Fundus autofluorescence (AF; excitation at 488 nm) imaging in MacTel type 2. AF imaging may reveal increased signals (B–G) compared to normal (A) for various reasons. B,C) Where macular pigment (lower images) is decreased, there is usually a lack of the normal foveal masking of the AF signal (upper image) by macular pigment, which absorbs the blue excitation light. D) Another reason for an increased AF signal in MacTel type 2 may be the loss of photoreceptors and therefore less absorption of the excitation light by photopigment. Unbleached photopigment in the surrounding area absorbs blue light and therefore decreases the AF signal (left). OCT confirms atrophy of the photoreceptor layer (marked by vertical bars). After bleaching the photopigment with the excitation light for 1 min, the contrast between areas of preserved and those with lost photopigment decreases; compare the upper (before bleaching) and lower (after bleaching) images of the middle panel. In this case, bleaching of the surrounding photopigment reduces the contrast between the area of preserved photoreceptors and the area of photoreceptor loss. Note the different area of macular pigment loss (right) in the same eye. E) The same recordings as in D), but in an eye where the increased signal is not due to loss of macular pigment or photoreceptors, but rather appears to originate from additional subfoveal fluorophores. F) A similar phenomenon as in E), but more pronounced (same patient as in Fig. 1E with strong fluorescence of the yellow spot). G) Increased AF due to a full thickness macular hole.
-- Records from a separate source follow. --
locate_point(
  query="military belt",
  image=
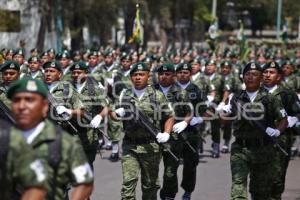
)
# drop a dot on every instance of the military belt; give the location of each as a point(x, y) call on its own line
point(255, 142)
point(138, 141)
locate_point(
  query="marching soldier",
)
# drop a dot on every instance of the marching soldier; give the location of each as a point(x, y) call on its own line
point(140, 150)
point(26, 171)
point(62, 153)
point(258, 117)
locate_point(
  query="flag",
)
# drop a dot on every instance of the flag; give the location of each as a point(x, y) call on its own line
point(138, 31)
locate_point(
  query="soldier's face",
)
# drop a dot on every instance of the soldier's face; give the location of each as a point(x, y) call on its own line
point(210, 69)
point(108, 60)
point(93, 61)
point(34, 66)
point(28, 109)
point(19, 59)
point(252, 80)
point(64, 62)
point(126, 64)
point(183, 76)
point(9, 76)
point(140, 79)
point(79, 76)
point(166, 78)
point(271, 77)
point(287, 70)
point(51, 75)
point(225, 70)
H) A decreased fundus AF signal due to blockage by pigment plaques (same patient as in Fig. 1H).

Fig. 9

Microperimetry in 3 different patients (rows A–C) with MacTel type 2 over a 4-year-follow up. Absolute scotoma temporal to the fovea (deep red color) progresses considerably, whereas visual acuity (VA) remains largely stable.

Fig. 10

Effects of intravitreal bevacizumab therapy in neovascular MacTel type 2. A) Findings at baseline visit: Foveal hemorrhage in funduscopy (left, cf. Fig. 2B), due to neovascular membrane with leakage in fluorescein angiography (top, early phase; bottom, late phase). In microperimetry, there is a large absolute scotoma which encompasses the foveal center. Four months after one single treatment with intravitreal bevacizumab (B), the hemorrhage had been resorbed and leakage was reduced. The foveal center after treatment shows only a relative defect and visual acuity has improved from 20/80 to 20/50.